The decision by the OPEC+ alliance of oil-producing nations to reduce output beginning next month is probably not aimed solely at President Joe Biden or the United States. But the manner in which it’s being implemented probably is—and it has the potential to be politically damaging for both the president and Democrats. The timing of the cuts—to take effect November 1, one week ahead of the US midterm elections—and their intensity, removing up to two million barrels per day from the market, probably reflect a willingness by Saudi Arabia to jab at Biden. Riyadh is not naïve about the US political landscape. OPEC+ almost certainly could have achieved its same overall goal but waited to act until shortly after the US midterms.
The fundamental problem between the United States and Saudi Arabia is one of continued, misaligned expectations. Saudi Crown Prince Mohammed bin Salman (MBS) continues to demonstrate his preference for global engagement that is transactional, similar to how both China and Russia generally engage in the world. The problem is, that’s not traditionally how Washington conducts foreign policy, preferring long-term strategic relationships.

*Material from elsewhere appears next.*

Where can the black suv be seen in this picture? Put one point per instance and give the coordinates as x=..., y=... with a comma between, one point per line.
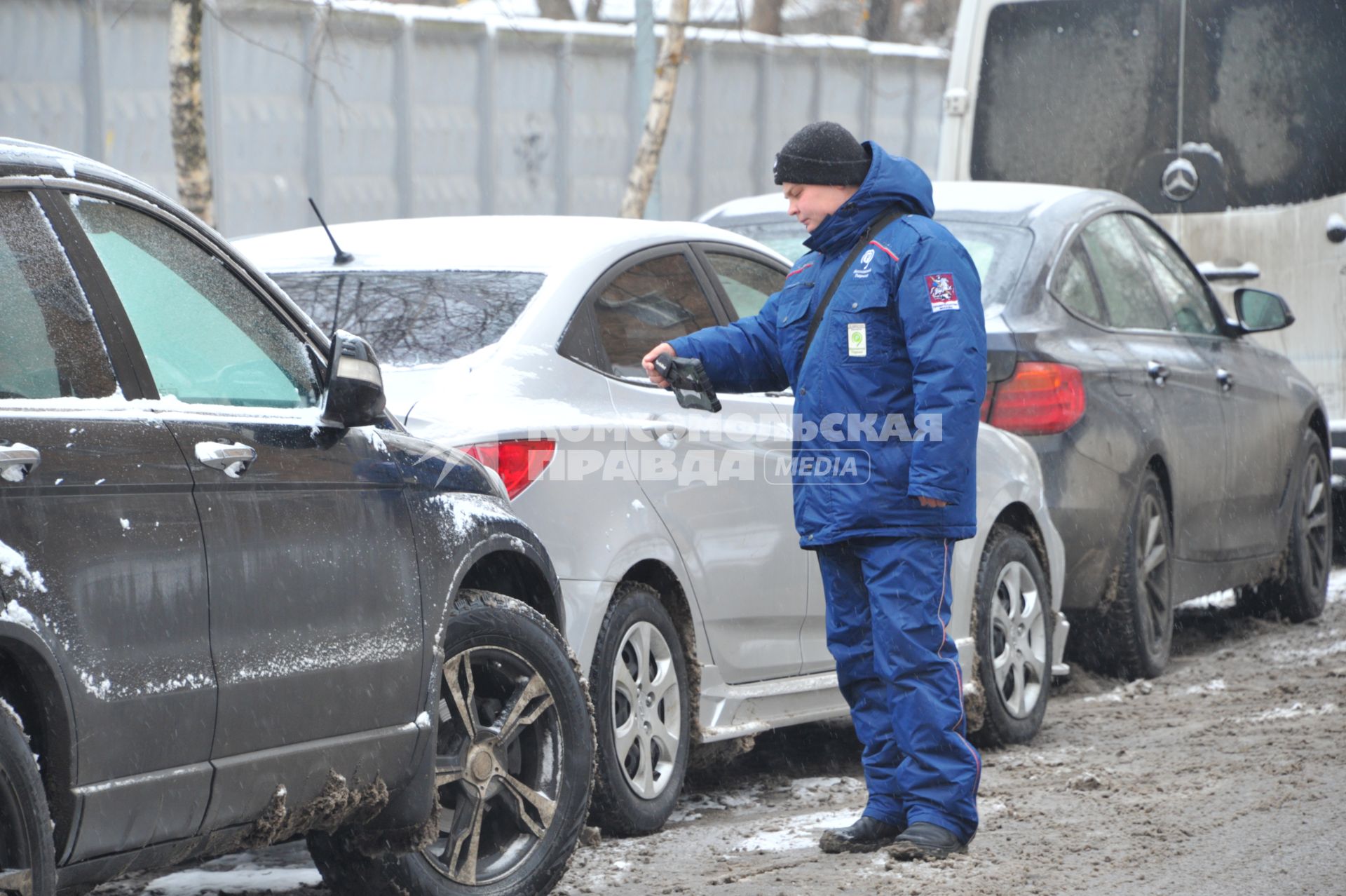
x=238, y=603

For the United States—as I said at the time—the idea that the president’s July trip to the Middle East would lead to a huge win on oil prices was never realistic. The drop in gas prices following the trip was correlated more than anything with a drop in global commodities ahead of a potential European, and now possibly global, recession. It was not the result of a comprehensive agreement between Biden and MBS.
But MBS surely also recognizes the broader global context of his decision-making. Riyadh’s support of the cuts reflects a conscious decision to actively support Moscow at a time when the world knows the United States is working to challenge Russia’s ability to successfully wage war in Ukraine, including by limiting capital available to Moscow from oil sales. Inevitably, Riyadh will claim the cuts are in the best interest of Saudi Arabia, and that may be true. In the short term, a coming global recession might portend greater supply and risk pushing oil prices down further. In the long term, as global energy transitions away from fossil fuels accelerate, Riyadh might think that it only has so many years left of high oil prices to glean the revenue needed to reform its economy.
But even if that is Riyadh’s thinking, its behavior indicates a belief that it has nothing to lose on national security by aligning with Russia at this time. It’s true that if the United States makes a hasty and unwise decision to immediately withdraw its security umbrella from Saudi Arabia, Washington risks seeing Beijing fill that gap. On the other hand, Beijing has long been hesitant to play the role of security guarantor, and China cannot completely fill the hardware gap that would exist if the United States left—most prominently for missile defense, a field in which China is still developing its capabilities.
To that end, the bigger question is whether European Union countries would try to jump in to fill the military hardware gap instead, just as Dassault Aviation—the French Rafale jet manufacturer—came to an agreement with the United Arab Emirates to sell its jets shortly after Abu Dhabi called off the deal to purchase the US-made F-35. If so, it will undermine US leverage to redefine the contours of its relationship with Saudi Arabia; if not, the United States will have to decide whether it’s going to try to compel Riyadh to reengage with Washington in a strategic manner or accept a more transactional relationship.
Riyadh may sincerely believe that the economic issues associated with oil prices are distinct from the security requirements for which it relies on the United States. But for Washington, economic security is very much core to national security. To that end, MBS needs to be careful. There are limits to how much the Biden administration is going to accept from a country that’s supposed to be a critical ally—even a transactional one.
Jonathan Panikoff is the director of the Atlantic Council’s Scowcroft Middle East Security Initiative and the former deputy national intelligence officer for the Near East.
The views expressed in this publication are the author’s own and do not imply endorsement by the Office of the Director of National Intelligence or any other US government department or agency.